Its the frame for the best advice. Speaking truths that penetrate the places where I hide from reality. Even when others have tried, and failed. When I’m lost, I find myself in its colours.

And this is the picture I touch when I miss you, in the hope I might feel you breathing…and the last 9years might turn out to be a dream…and this is the picture I hate because it isn’t you, can’t ever be you, is no replacement for all you were. The picture I love because it helps me make sure you are never really gone.

I’m 44 now cous’. Work is brilliant, and frustrating. The view from my home is inspirational. My son is fantastic. Mum is gone now but Beccy survived cancer. I mean I’m still a bit confused when I stumble on a crossroads – aren’t we all? – but I’m finding the choices easier to make. I’m doing ok. But you know that right? Because you are always watching.

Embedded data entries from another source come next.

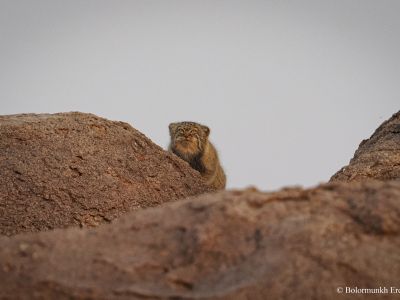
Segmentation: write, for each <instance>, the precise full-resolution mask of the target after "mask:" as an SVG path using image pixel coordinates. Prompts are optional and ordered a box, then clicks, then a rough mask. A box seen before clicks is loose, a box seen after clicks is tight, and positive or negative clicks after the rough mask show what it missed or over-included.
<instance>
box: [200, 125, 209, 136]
mask: <svg viewBox="0 0 400 300" xmlns="http://www.w3.org/2000/svg"><path fill="white" fill-rule="evenodd" d="M202 128H203V131H204V133H205V135H206V136H209V135H210V128H208V127H207V126H204V125H203V126H202Z"/></svg>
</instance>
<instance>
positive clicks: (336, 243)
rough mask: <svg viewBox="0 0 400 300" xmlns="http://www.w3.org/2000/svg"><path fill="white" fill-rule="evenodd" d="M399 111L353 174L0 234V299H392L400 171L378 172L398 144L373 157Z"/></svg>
mask: <svg viewBox="0 0 400 300" xmlns="http://www.w3.org/2000/svg"><path fill="white" fill-rule="evenodd" d="M398 117H399V116H398V114H397V115H394V116H393V118H392V119H391V120H389V121H388V122H385V123H384V124H383V125H382V126H381V127H380V129H378V130H377V132H376V133H375V134H374V136H372V137H371V139H370V140H369V141H367V142H364V143H362V145H361V147H360V149H359V150H358V151H357V153H356V155H355V158H354V159H353V160H352V162H351V164H350V166H353V168H352V169H350V170H354V171H357V173H351V174H358V175H355V176H354V177H352V176H353V175H350V173H346V174H347V175H346V176H345V175H343V178H342V179H341V180H340V179H339V176H342V175H340V174H341V173H340V172H339V173H338V174H337V175H335V176H337V178H338V179H337V180H335V179H333V180H332V181H337V182H331V183H328V184H324V185H320V186H318V187H316V188H313V189H306V190H304V189H300V188H295V189H283V190H281V191H278V192H274V193H262V192H259V191H256V190H254V189H248V190H243V191H224V192H218V193H214V194H211V193H208V194H203V195H200V196H196V197H191V198H188V199H185V200H181V201H176V202H172V203H166V204H164V205H162V206H158V207H154V208H150V209H144V210H138V211H136V212H130V213H127V214H125V215H124V216H122V217H121V218H119V219H118V220H116V221H114V222H113V223H112V224H104V225H102V226H99V227H97V228H90V229H88V228H86V229H78V228H69V229H57V230H54V231H47V232H41V233H30V234H24V235H17V236H13V237H11V238H9V237H0V278H1V280H0V299H14V298H16V299H229V300H231V299H255V300H257V299H260V300H261V299H262V300H264V299H339V298H340V299H354V298H360V299H364V298H365V296H366V295H365V294H357V295H355V294H351V293H346V287H348V288H352V289H354V288H359V289H379V288H380V287H385V288H387V289H388V290H387V292H386V293H384V294H380V293H375V294H374V295H371V296H373V299H398V297H399V293H400V287H399V283H398V278H399V276H400V255H399V254H398V253H399V251H398V249H399V247H400V205H399V201H400V180H385V179H398V176H397V175H396V174H397V173H396V172H397V171H396V170H397V169H396V168H397V165H396V164H395V163H394V165H393V166H392V167H390V163H393V162H396V161H397V157H398V156H397V155H398V151H395V150H393V151H387V152H385V153H387V157H386V156H385V157H386V160H385V159H383V156H381V154H382V153H381V152H383V151H382V150H384V149H399V148H398V146H399V143H400V141H399V139H398V137H397V136H398V133H397V132H396V130H397V129H396V128H397V127H396V126H394V125H393V121H395V120H397V118H398ZM388 128H389V129H388ZM382 143H386V145H387V147H386V148H384V149H383V148H380V145H382ZM385 151H386V150H385ZM369 152H371V153H369ZM375 155H376V156H375ZM392 155H393V158H391V157H390V156H392ZM362 157H364V158H365V159H364V158H362ZM168 159H170V158H168ZM374 159H376V160H377V162H375V163H374V162H373V160H374ZM363 166H364V167H365V168H367V170H364V171H363ZM379 166H380V167H379ZM382 166H385V167H382ZM342 172H346V170H342ZM387 174H389V175H387ZM334 178H335V177H334ZM363 178H364V179H368V180H362V179H363ZM374 178H376V179H378V180H373V179H374ZM340 181H344V182H340ZM348 181H350V182H348ZM392 287H393V288H395V289H394V290H393V289H391V288H392ZM393 291H394V292H395V293H392V292H393ZM396 292H397V293H396Z"/></svg>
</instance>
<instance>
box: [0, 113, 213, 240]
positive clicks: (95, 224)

This is the picture that sees me.

Happy birthday Rosie. xxxxxxxxx


2020

Dear Cousin

This is the tenth time we have celebrated your birthday without you. A decade of unsent cards, unwritten texts, unmade memories and phones that have forgotten the sound of your voice. I haven’t. I’ve been listening to your music. A lazy summer beckons when you sing. There’s a warmth, a quiet power and this other sound…a quality…a tone…a feeling that’s familiar and distant.

I know it’s always present but I can’t quite grab hold of it. It has a name..

I wish you had been here when I got married. And when it ended. When my son went to high school. When he was Billy Elliot for a night. When he found his first girlfriend. When our Beccy got cancer and beat it. When I got the best job ever. When I lost my hair. When my Mum died. When the world locked down and we could have Zoomed till the internet ran out of energy and couldn’t keep up.

How familiar this is, for all of us who cared about you, to list the things we did not get share. It squeezes our chests. It has a name…

Actually it has two. It’s called grief. And it is called home. Anyone who has lost anyone that mattered knows these two must co-exist so that we can remember the words, sounds, every inflection of those we have lost. That’s how we keep them alive. In us. That’s how we continue to live.

This is the tenth time we have celebrated your birthday without you. I am learning from my grief. I can still hear you. And I will never stop listening.